Decía Andy Warhol que todo ser humano tenía derecho a un par de minutos de fama y de gloria en su vida. Lo mezquino, es el formato-espectáculo en que se han convertido las vidas ajenas: se vende la intimidad por unos cuantos euros, las miserias de un puñado de cretinos encerrados en una casa sometidos a una permanente vigilancia de televisión. La gloria efímera de una operación triunfo repetida hasta la saciedad entre un grupo de adolescentes que son capaces de aguantar los insultos de un necio con tal de sentarse en ese trono que les otorgue el primer plano de una televisión.
Son los reyes y las reinas del circo, del espectáculo, del mercadeo de lo soez en el firmamento de lo efímero, de lo banal.
En estos últimos tiempos, de crisis y decepciones, ha habido muchos reinones y reinonas del éxito fugaz.
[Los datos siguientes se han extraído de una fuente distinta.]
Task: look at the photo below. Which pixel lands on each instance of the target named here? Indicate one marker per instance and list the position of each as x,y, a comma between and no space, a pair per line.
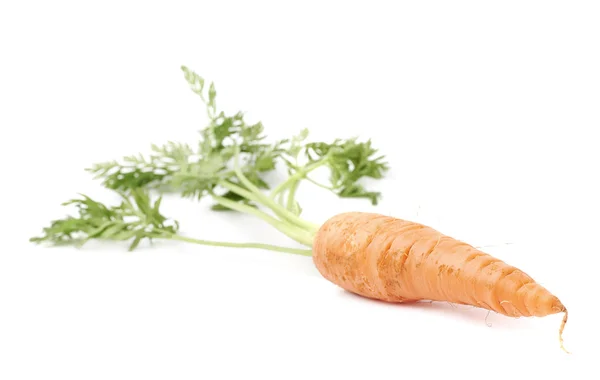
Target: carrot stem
293,232
269,247
269,202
Eran los nuevos ricos, consecuencia del pelotazo del ladrillo, de la especulación más que la inversión. Millonarios sin derecho pues poco hicieron para merecerlo si no es por el devenir de la mentira creíble e interesada. Han sido unos años de champion league de la economía, donde el más torpe podía endeudarse hasta el cogote con el consentimiento y la promesa del banco amigo y la de un gobierno que prometía un futuro aún más espléndido sin confesar que lo que únicamente les interesaba era la audiencia. Nadie les dijo que a la vuelta de la esquina, la decepción les atraparía y de aquel trono lleno de diamantes sólo quedaría la miseria. Tienen casas sin vender y coches a los que no pueden echar gasolina. Pensaron que la vida era un karaoke, como la niña de la india, la chica fea de Escocia o las mujeres de aquel programa de Mario Cabré, pero sin saber que sólo serían reinas por un día. Ejecutivos millonarios en paro, imperios de la construcción que se tambalean, jugadores de bolsa que no tienen ni para la bono loto. Periodistas, notarios, fontaneros, abogados, albañiles, amas de casa, barrenderos, campesinos, militares, profesores…todos tienen el derecho a soñar.
El problema es despertarse…o que te despierten.